Existe uma cultura e prática da medicina baseada em eminência ("faça isso porque estou dizendo que é bom") em vez da medicina baseada em evidências ("faça isso porque está comprovado que funciona"). A melhor prática médica combina experiência e conhecimento do que está provado que funciona.

Não há evidência científica de que a homeopatia funcione, mas a especialidade é reconhecida pelos conselhos médicos no Brasil e promovida pelo Ministério da Saúde. Qual é a sua opinião?
Eu não posso falar sobre o julgamento do conselho de medicina no Brasil, mas as revisões da Cochrane sobre o assunto sugerem que não há evidências de que a homeopatia é mais eficaz do que tomar um placebo.

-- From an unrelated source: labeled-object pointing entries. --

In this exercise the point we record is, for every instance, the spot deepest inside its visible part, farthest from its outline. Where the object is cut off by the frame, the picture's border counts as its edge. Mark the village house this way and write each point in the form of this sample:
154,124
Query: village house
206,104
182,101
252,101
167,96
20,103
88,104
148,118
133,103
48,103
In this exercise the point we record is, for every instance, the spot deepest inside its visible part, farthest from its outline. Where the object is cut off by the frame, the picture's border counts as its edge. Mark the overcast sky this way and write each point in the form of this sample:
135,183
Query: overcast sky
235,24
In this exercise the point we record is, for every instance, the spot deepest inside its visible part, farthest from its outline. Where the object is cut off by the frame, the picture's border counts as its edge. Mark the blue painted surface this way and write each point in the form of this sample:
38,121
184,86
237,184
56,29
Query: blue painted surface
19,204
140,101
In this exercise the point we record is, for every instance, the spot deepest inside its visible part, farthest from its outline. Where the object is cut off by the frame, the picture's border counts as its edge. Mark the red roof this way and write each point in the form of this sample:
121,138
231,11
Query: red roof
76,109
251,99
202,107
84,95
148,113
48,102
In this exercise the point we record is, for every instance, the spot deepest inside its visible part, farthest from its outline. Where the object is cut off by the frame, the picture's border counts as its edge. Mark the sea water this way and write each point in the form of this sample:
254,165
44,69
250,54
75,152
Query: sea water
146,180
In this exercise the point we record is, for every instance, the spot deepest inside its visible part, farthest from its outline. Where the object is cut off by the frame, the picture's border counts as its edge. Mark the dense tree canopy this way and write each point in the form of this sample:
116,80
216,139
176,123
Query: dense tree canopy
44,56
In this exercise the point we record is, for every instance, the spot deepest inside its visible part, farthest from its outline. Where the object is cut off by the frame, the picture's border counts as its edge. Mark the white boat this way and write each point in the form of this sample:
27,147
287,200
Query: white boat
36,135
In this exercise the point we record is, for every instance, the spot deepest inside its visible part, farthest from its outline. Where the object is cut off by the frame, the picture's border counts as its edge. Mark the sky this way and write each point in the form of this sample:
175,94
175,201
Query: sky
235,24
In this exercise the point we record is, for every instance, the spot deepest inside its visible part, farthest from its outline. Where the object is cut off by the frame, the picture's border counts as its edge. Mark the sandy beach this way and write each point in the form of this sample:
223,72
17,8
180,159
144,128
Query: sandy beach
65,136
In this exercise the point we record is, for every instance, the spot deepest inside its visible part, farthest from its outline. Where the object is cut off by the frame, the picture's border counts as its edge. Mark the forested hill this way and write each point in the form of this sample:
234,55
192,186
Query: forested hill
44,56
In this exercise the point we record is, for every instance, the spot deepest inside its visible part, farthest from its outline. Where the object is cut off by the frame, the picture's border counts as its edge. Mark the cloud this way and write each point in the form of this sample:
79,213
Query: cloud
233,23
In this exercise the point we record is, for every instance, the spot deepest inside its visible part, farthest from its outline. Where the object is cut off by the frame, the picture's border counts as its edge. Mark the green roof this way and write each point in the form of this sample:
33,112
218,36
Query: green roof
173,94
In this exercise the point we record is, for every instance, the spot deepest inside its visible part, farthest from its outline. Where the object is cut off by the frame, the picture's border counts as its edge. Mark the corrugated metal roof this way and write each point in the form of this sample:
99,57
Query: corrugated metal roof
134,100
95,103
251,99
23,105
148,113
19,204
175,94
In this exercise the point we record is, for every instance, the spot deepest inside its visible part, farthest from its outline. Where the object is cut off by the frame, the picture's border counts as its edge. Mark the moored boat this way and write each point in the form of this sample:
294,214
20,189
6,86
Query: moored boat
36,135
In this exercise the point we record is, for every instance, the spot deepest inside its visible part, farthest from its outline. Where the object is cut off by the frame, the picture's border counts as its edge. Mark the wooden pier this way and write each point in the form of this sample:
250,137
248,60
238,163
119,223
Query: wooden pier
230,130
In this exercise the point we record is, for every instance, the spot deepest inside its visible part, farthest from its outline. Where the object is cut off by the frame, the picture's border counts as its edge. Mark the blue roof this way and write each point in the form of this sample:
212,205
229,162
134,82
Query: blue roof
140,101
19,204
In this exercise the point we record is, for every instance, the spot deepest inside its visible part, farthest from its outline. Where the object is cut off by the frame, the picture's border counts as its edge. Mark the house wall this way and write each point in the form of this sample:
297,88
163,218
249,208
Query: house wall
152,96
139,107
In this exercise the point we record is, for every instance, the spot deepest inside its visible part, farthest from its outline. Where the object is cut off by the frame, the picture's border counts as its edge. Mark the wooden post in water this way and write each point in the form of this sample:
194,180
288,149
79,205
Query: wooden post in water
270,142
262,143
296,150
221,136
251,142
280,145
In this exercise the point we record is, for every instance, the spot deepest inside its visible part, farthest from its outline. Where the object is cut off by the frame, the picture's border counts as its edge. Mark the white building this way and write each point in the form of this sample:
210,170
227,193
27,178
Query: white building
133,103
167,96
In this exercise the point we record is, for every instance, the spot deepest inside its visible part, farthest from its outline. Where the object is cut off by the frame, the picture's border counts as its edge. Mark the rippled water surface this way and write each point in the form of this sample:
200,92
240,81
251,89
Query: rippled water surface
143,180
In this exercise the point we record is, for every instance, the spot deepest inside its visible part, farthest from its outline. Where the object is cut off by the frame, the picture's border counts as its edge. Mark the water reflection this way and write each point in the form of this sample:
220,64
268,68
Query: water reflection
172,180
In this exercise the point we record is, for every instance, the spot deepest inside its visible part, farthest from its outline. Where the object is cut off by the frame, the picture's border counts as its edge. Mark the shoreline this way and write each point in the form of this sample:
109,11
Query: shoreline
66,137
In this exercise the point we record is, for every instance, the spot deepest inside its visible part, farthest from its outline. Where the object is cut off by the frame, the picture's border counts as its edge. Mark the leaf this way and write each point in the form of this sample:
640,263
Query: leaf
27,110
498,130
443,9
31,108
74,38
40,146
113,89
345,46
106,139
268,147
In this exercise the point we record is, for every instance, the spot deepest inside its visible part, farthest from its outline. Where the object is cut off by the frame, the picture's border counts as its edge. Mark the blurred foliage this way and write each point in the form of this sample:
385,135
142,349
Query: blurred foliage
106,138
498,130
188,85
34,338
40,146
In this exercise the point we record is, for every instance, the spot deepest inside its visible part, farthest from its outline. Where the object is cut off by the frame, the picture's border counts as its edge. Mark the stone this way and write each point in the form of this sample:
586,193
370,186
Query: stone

Qual é o peso da indústria farmacêutica na promoção da cultura do cuidado de saúde baseado em evidências? Como lutar contra essa influência?
A rede Cochrane é uma organização totalmente independente, e essa é uma das razões pelas quais consumidores, médicos e governos confiam em nós.
A indústria farmacêutica trouxe grandes avanços nos cuidados à saúde por meio de medicamentos e equipamentos que desenvolveu, mas precisamos lembrar que a principal motivação dela é ganhar dinheiro e se manter no mercado.
Está ficando mais difícil e mais caro desenvolver novas drogas que ofereçam benefícios adicionais comprovados em relação aos remédios já disponíveis. Quando há dados que mostram que novas drogas não oferecem mais benefícios do que malefícios ou que não oferecem benefício extra, há incentivo para que as empresas não compartilhem essas informações. A Cochrane acredita que sistemas e regulações devem existir para nos proteger disso.

Sistemas de saúde em todo o mundo estão enfrentando dificuldades quanto ao financiamento. A adoção da medicina baseada em evidências é uma forma de reduzir custos?
Governos e outros responsáveis pela saúde deveriam usar as evidências da Cochrane para oferecer cuidados que tenham melhor custo-benefício. Por que desperdiçar dinheiro em medicamentos, equipamentos e processos que não funcionam? Pacientes, médicos e governos deveriam se perguntar como eles sabem que determinada droga funciona e se ela tem um bom custo-benefício. Folha, 17.04.2014.